By Nicholas Kimbrell
Daily Star staff
Saturday, September 20, 2008
http://www.dailystar.com.lb/article.asp?edition_id=1&categ_id=2&article_id=96166
 
 
BEIRUT: The number of Lebanese Muslims who believe suicide bombings against civilians in defense of Islam are justified has fallen 42 percent since 2002, according to a new survey by the Pew Research Center's Global Attitudes Project.
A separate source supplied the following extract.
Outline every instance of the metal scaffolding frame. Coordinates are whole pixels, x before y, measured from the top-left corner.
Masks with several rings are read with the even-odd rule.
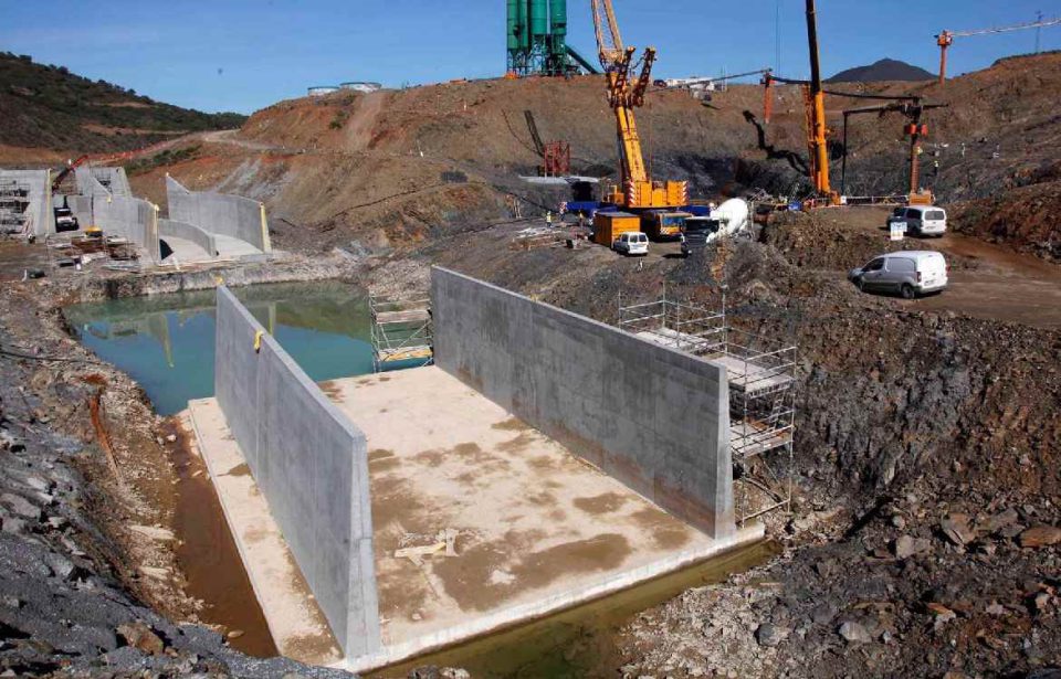
[[[372,315],[372,370],[430,365],[434,361],[431,300],[397,299],[370,295]]]
[[[670,299],[665,287],[660,299],[645,304],[623,306],[620,295],[619,327],[726,368],[737,521],[790,509],[797,347],[734,328],[725,290],[721,310]],[[771,465],[770,457],[787,457],[787,470],[778,474],[782,460]]]
[[[0,233],[23,233],[29,205],[30,184],[13,179],[0,181]]]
Despite the dramatic decline (from 74 percent in 2002 to 32 percent in 2008), support for the practice remains higher in Lebanon than in all other countries polled in the survey, except Nigeria which stood in a statistical tie with Lebanon.
 
Of the Lebanese Muslims polled, Shiite respondents were more than twice as likely as Sunnis to consider suicide bombing "often" or "sometimes" justified (46 percent to 21 percent, respectively).
 
The study surveyed respondents in Lebanon, Nigeria, Jordan, Indonesia, Egypt, Pakistan and Turkey.
 
Egypt was the only country in which support for suicide attacks underwent a significant positive change, increasing five percent. The national average, however, remained at a relatively low 13 percent.
 
A corresponding trend was noted in popular Muslim support for Al-Qaeda head Osama bin Laden. According to the Pew survey, only 2 percent of Lebanese Muslims hold a positive view of bin Laden, down from 20 percent in 2003. This was the lowest favorability rating for the terrorist leader in all countries surveyed.
 
Support for bin Laden saw a similar decrease in Turkey - from 15 percent to 3 percent between 2003 and 2008. Jordan saw the largest decrease in popularity for the Qaeda chief, where positive views fell from 61 percent in 2005 to 19 percent today.
 
Nevertheless, Pakistani and Indonesian Muslims still showed solid support for bin Laden, with more than a third of all respondents in those countries expressing positive views.
 
Fifty-eight percent of Nigerian Muslims continue to support the fugitive.
 
The study also showed that 78 percent of Lebanese are "very" or "somewhat concerned" about the rise of fundamentalism within Lebanon. This overwhelming level of concern led all other countries polled.
 
The Pew survey's questions on fundamentalism extended to fears about the struggle between "fundamentalists" and "modernizers." Fifty-eight percent of the Lebanese polled believed the forces are in active opposition in Lebanon - the exact same percentage as in 2007.
 
But, again, the Sunni-Shiite divide was large. Eighty percent of Sunnis surveyed expressed concern over the struggle between modernization and fundamentalism, with 65 percent of that group identifying with the modernizers, six percent with the fundamentalists and 8 percent refusing to name with whom their sympathies lay. Only 37 percent of Shiite respondents cited the struggle, with 30 percent siding with the modernizers, 4 percent with the fundamentalists, and 3 percent refusing to say with whom their sympathies lay.
 
Questions regarding general religiosity in Lebanon found that Muslims were more likely than Christians to cite religion as an important part of their lives. Ninety-eight percent of the Sunnis, 82 percent of Shiites and 67 percent of Christians held their faith as central.
 
The study went on to note that Lebanese support for Hizbullah was divided almost entirely on confessional lines.